Returning to the city, we even found a grave marked "Volpe" outside the walls. Say what you wish, but the wizard has panache.
And so we went, down the caves by Oscura, fighting our way through Kuo Toa, and ever deeper. We fought the likes of lizardmen, oozes, ankegh, succubi... Hours upon hours of fights, wandering and searching. I held my own. That much I can say. Perhaps I am not as out of my depth as I thought. We found some friendly myconid down there, as well, and a field of mushrooms that envigored Cormac as he ate them, which gave me an idea, but it had to wait.
Eventually, we came upon a maze filled with minotaurs, and even those fights went well. I should remember to thank Mako. That trip had prepared me well for fighting their ilk. Still, this is where I got separated from the group. I'll not bore you with making my way back to the surface on my own. It was a slow going, silent trek through darkness and past earlier corpses.

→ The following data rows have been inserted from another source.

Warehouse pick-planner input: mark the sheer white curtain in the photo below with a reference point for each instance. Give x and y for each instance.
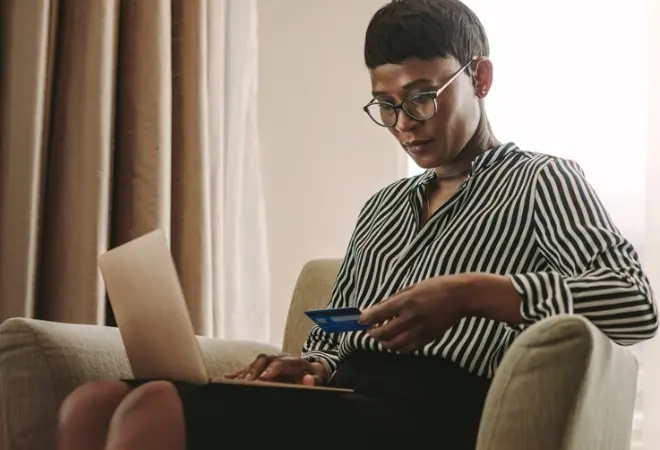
(572, 80)
(239, 255)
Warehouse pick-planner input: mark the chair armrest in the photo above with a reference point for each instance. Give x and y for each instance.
(42, 362)
(563, 385)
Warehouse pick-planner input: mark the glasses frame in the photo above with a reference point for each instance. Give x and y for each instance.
(433, 94)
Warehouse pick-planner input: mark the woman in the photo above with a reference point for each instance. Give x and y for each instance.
(489, 240)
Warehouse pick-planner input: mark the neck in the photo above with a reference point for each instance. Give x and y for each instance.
(481, 141)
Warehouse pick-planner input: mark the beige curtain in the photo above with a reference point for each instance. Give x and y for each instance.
(104, 135)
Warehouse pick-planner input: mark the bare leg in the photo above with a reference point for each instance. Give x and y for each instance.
(149, 418)
(85, 415)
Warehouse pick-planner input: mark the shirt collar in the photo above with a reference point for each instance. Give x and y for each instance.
(481, 162)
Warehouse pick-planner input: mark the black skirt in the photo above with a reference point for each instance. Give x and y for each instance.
(399, 402)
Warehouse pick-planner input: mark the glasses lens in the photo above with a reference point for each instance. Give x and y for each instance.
(382, 113)
(420, 108)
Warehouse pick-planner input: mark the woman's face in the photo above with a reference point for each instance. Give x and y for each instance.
(437, 141)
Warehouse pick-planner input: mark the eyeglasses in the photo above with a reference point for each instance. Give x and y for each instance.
(420, 106)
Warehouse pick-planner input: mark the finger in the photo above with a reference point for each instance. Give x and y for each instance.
(257, 367)
(412, 347)
(384, 310)
(284, 369)
(391, 329)
(309, 380)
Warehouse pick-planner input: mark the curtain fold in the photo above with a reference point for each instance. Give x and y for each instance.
(118, 117)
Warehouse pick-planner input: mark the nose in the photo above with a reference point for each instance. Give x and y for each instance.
(405, 123)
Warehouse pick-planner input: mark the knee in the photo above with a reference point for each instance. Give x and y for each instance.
(90, 400)
(159, 397)
(151, 417)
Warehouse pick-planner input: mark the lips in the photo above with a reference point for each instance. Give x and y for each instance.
(417, 145)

The rest found Isolde's flumphs, and the flumph will come to our aid. There is still time to stop it, and an opportunity when the runes become active. Stopping a single one will be enough to stop the process. Coming down to the wire.
When I met up with Isolde and Cormac again after making it back and she told me this good news, I offered up that the myconid might be able to help as well. Not directly, but their spores can affect the mind. Perhaps they can protect it.
I can't say I relish the thought of huffing spores on purpose to see what they might do to my mind, but if we fail to stop the Far Realm battering ram, any other ally would be welcome, and any technique that keeps us from being psionically affected. I guess I'll consider it an exercise in trust.
What did Isolde say? Two and a half more weeks until it happens?
I always wanted a chance to be part of the stories.
The stars shine brightly in the sky above the Icelace. Water laps against the hull of a ship, the only one for miles around. Nighttime drills concluded, the only motion on deck is that of the watchkeepers making sure all is well.
The hammocks in the berth sway along with the rocking of the ship, filled with men of all casts and creeds. Most are asleep, crawled into thick wool and heavy furs against the bitter cold out on the lake. Lowered voices can be heard in hushed conversation. A relatively small vessel, it has bedding for twenty odd sailors.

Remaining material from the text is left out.